Thursday, August 30, 2007

Motley Crew

Last night, Ann, Julie, and my friends Jen and Dave came to casa de Rustyboy for our first crew meeting about the race. Sadly, my sis' couldn't fly out from NYC for Thai food and beer to discuss the run with the rest of the crew, but I'll be inundating her with info this weekend in Chicago when we meet up.

As I sat answering questions, asking questions, watching Julie and Ann figure out my approximated splits from aid stop to aid stop, I began to think:

100 MILES?!?!

The reality began setting in as we poured over elevation charts, figuring which climbs would be the toughest at specific miles; who would be pacing me when I hit said climbs, what I would need when daylight disappears and night sets in, and on and on.

FYI: 100 miles is a long f*cking distance.

I know, duh, right? But as the run grows closer and I have to begin considering what goes into which drop bags (REI is gonna learn to LOVE me!), how much nutrition I'll want to take with me, what kind of liquid-carrying-systems I'll need at specific times of day, it's dawning on me: What an adventure I'm embarking upon.

Crowded around my coffeetable last night, I looked into the eyes of those whose hands I'll be placing myself in, and to them, I say this:

My deepest, warmest thanks. I would never have asked this of anyone but the 5 of you. I asked this of you because of the trust and love that I share specifically with each of you. You'll be my support, my brain, the pat on the shoulder when I ask for it, and the swift kick in the ass when I need it.

You'll swap out grubby socks, lance blisters, refill bottles and remind me to eat. You'll be my guides, my distraction, my cheerleaders, and my shoulders to cry on.

You'll say things like, "When did you last pee? What color was it?", "Just puke it up and let's keep going.", "Get a move on, candyass!", "Where does it hurt?", "What do you need?", and "You're tired/sore/bonked? I didn't drive 4 hours to watch you drop out. Unless you're bleeding, you're running."

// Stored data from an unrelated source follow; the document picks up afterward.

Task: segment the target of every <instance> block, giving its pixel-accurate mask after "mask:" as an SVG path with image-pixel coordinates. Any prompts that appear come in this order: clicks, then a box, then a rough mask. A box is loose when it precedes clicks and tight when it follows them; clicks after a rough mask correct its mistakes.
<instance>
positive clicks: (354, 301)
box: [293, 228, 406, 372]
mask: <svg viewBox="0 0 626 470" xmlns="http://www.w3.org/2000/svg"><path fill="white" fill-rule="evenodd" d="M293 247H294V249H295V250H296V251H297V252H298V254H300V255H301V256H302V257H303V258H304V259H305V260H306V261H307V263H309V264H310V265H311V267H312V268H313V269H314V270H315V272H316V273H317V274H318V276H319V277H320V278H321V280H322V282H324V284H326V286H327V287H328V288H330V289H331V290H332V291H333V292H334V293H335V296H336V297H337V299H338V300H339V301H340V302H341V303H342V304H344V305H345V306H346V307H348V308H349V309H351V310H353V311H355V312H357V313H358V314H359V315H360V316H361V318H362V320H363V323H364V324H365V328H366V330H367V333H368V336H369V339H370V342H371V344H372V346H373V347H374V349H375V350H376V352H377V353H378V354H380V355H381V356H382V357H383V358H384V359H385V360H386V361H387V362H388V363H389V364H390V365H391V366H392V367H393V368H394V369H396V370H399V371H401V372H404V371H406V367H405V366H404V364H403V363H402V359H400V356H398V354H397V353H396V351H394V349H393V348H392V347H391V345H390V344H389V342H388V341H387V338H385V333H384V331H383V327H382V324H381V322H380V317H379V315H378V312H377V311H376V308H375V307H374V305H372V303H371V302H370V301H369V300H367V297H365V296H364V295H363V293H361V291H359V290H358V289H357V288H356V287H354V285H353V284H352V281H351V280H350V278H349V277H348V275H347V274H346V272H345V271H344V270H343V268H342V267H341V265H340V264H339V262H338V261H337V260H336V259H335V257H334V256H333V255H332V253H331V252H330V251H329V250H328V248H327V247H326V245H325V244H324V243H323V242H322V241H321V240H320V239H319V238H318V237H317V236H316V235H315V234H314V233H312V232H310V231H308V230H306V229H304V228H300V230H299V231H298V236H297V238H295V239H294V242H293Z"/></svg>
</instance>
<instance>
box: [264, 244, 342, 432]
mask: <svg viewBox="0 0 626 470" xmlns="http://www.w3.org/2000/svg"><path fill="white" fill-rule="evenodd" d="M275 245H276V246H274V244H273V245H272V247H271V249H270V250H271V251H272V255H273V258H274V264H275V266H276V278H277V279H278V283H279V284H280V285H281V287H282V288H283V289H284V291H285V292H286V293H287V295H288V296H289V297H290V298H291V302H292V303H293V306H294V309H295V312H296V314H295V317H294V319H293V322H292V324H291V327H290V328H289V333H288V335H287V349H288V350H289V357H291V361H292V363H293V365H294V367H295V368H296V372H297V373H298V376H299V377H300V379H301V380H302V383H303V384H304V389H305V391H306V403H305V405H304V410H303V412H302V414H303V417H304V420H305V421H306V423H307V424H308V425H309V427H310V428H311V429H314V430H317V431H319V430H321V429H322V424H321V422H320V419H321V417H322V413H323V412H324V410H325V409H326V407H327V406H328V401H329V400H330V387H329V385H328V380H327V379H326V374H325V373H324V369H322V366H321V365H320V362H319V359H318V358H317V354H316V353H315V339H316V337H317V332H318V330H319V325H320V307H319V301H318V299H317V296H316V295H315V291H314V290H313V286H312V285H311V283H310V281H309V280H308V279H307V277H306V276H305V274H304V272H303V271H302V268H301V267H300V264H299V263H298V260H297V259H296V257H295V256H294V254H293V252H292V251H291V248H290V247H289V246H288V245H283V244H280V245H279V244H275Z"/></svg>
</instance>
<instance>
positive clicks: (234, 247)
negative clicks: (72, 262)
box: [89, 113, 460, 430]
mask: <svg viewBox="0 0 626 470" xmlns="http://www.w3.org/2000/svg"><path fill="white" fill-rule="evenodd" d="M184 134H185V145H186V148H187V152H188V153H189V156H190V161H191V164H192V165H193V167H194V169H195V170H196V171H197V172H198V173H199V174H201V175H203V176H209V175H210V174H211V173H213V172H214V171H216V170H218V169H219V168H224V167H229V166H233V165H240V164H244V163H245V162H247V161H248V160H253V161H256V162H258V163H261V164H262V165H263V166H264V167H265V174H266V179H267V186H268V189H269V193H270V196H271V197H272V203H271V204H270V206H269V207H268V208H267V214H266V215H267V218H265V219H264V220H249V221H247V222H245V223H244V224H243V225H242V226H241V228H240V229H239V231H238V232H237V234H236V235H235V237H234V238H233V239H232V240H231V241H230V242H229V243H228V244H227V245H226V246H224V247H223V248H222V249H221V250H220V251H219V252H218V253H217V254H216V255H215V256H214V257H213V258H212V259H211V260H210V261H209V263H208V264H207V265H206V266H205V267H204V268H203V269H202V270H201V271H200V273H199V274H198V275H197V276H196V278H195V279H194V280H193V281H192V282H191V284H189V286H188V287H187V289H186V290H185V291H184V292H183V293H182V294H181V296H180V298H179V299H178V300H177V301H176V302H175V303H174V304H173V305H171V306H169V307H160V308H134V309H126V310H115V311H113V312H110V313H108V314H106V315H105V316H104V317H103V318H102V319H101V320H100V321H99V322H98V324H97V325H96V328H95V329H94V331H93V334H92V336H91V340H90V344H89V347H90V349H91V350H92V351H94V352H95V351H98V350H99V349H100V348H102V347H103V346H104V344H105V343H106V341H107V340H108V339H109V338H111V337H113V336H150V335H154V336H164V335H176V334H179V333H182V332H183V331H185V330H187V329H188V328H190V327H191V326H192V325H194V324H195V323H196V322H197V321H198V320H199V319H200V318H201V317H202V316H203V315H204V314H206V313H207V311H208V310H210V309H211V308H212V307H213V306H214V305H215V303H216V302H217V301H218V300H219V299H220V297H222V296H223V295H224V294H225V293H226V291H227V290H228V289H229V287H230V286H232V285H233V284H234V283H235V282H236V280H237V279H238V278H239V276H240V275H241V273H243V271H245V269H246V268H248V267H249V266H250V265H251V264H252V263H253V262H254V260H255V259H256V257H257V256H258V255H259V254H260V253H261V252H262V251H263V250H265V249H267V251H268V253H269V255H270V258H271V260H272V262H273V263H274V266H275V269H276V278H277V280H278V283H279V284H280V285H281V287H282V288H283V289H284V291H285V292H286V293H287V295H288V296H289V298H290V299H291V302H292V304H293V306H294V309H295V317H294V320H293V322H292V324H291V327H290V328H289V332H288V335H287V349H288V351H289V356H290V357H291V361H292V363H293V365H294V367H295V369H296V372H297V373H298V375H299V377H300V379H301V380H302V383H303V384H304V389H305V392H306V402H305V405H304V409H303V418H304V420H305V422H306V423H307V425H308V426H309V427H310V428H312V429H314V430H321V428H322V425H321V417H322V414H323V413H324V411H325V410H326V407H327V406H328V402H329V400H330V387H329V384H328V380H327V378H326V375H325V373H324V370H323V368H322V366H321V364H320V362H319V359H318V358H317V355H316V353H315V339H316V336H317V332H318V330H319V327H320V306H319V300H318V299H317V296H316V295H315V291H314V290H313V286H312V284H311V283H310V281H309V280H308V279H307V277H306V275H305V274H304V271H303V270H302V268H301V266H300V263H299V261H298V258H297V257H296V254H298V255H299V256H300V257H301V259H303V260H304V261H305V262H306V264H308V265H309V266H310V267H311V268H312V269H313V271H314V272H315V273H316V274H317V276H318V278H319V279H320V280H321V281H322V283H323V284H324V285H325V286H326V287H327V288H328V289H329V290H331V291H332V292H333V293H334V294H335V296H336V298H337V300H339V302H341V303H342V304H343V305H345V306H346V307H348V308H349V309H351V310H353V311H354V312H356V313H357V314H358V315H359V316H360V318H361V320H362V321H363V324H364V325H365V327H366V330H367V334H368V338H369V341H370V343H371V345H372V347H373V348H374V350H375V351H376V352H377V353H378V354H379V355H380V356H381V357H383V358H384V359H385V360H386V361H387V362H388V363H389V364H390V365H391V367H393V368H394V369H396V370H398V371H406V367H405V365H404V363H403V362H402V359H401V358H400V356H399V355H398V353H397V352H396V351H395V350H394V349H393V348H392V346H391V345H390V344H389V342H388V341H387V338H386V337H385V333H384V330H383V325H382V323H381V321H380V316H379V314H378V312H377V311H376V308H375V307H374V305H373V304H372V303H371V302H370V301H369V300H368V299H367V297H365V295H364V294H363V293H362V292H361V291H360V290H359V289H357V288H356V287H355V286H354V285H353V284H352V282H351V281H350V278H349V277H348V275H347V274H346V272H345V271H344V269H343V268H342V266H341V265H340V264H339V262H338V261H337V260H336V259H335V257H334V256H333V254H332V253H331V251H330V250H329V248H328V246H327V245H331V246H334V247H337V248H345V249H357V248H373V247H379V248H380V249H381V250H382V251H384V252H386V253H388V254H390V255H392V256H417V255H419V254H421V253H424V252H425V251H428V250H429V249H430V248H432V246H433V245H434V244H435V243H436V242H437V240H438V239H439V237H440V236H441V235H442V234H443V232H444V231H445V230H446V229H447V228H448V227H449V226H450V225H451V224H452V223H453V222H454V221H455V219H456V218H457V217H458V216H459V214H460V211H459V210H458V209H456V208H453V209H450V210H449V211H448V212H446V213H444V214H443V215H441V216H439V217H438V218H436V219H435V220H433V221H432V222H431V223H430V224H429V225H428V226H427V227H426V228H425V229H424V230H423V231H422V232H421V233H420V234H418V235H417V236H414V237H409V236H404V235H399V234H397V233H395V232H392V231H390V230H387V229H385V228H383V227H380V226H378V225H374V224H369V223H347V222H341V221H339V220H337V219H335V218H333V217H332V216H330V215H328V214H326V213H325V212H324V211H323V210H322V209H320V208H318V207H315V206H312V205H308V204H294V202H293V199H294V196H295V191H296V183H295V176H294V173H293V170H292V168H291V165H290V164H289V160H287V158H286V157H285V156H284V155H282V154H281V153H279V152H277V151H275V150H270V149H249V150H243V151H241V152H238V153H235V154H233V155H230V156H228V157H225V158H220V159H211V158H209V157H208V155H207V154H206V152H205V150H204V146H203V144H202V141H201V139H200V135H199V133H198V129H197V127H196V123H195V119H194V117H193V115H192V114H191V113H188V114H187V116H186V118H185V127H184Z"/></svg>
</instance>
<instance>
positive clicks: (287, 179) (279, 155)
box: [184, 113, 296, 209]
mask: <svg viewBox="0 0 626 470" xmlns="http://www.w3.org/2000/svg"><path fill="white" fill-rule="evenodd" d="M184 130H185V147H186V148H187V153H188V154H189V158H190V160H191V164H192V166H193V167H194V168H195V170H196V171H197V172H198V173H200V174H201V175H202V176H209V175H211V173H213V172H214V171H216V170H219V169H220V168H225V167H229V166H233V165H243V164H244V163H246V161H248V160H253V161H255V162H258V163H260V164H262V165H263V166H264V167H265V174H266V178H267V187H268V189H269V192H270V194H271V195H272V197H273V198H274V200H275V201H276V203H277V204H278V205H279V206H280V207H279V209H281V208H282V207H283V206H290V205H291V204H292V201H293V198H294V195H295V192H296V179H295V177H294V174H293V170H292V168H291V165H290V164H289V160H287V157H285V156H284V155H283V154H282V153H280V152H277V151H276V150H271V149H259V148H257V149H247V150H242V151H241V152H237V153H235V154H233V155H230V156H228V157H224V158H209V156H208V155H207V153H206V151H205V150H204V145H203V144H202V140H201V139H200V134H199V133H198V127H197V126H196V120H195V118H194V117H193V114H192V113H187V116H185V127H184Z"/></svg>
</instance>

And, at the finish line, you'll know I couldn't possibly have crossed it without you. The victory will be as much yours as it is mine.

That said...

100 MILES?!??!


ReneeMc said...

Russell, in just 24 hours, let's get our asses to Giordano's on 22nd Street and drink a (keg of) beer and discuss this whole blister lancing thing at great length.
While people eat deep dish cheese pizza with pepperoni and mushrooms at the next table.

It's on!

No Wetsuit Girl... overseas! said...

I can't even imagine that kind of distance, but if you've done the training, you're as ready as anyone. From what I hear, even if you're bleeding, you're running. But as a payback it has a kind of self satisfaction that's like the ironman times 10 thousand million bajillion. You're going to kick some major ass, don't ever doubt that YOU CAN, even if you need 2 IV drips and a rabid lion chasing you to get you out of that bush you're lying in covered in your own blood and puke.

Can't wait to read about it!

Gretchen said...

Ooh, the suspense is building already, I am finding myself excited for your race! Sounds like you have a killer crew which will certainly go a long ways towards finishing (and even enjoying!) this adventure.
Also, I am curious if you have ever calculated the percentage of your blog entries where you mention puke. ;-)

Dusty said...

What day is the race. Go get 'em!!and uh, better you than me. I'm going to stick with itty bitty 5Ks for now. :)

rustyboy said...

Gretchen: There must be something unconscious at work. Maybe I feel if I talk about vomiting all over myself, I won't?

Hey, but no wetsuit girl mentions puking too! I'm dooooooomed!

Mr. Satan A. Chilles said...

I swear I'm going to have to change my name to 'Lance Blisters', and then run 100 frickin' miles. So what if you puke or bleed or whatever... you'll be fine. I don't think you're crazy at all. We know we'd all do it if we could, and you'll be able to by 'race' day.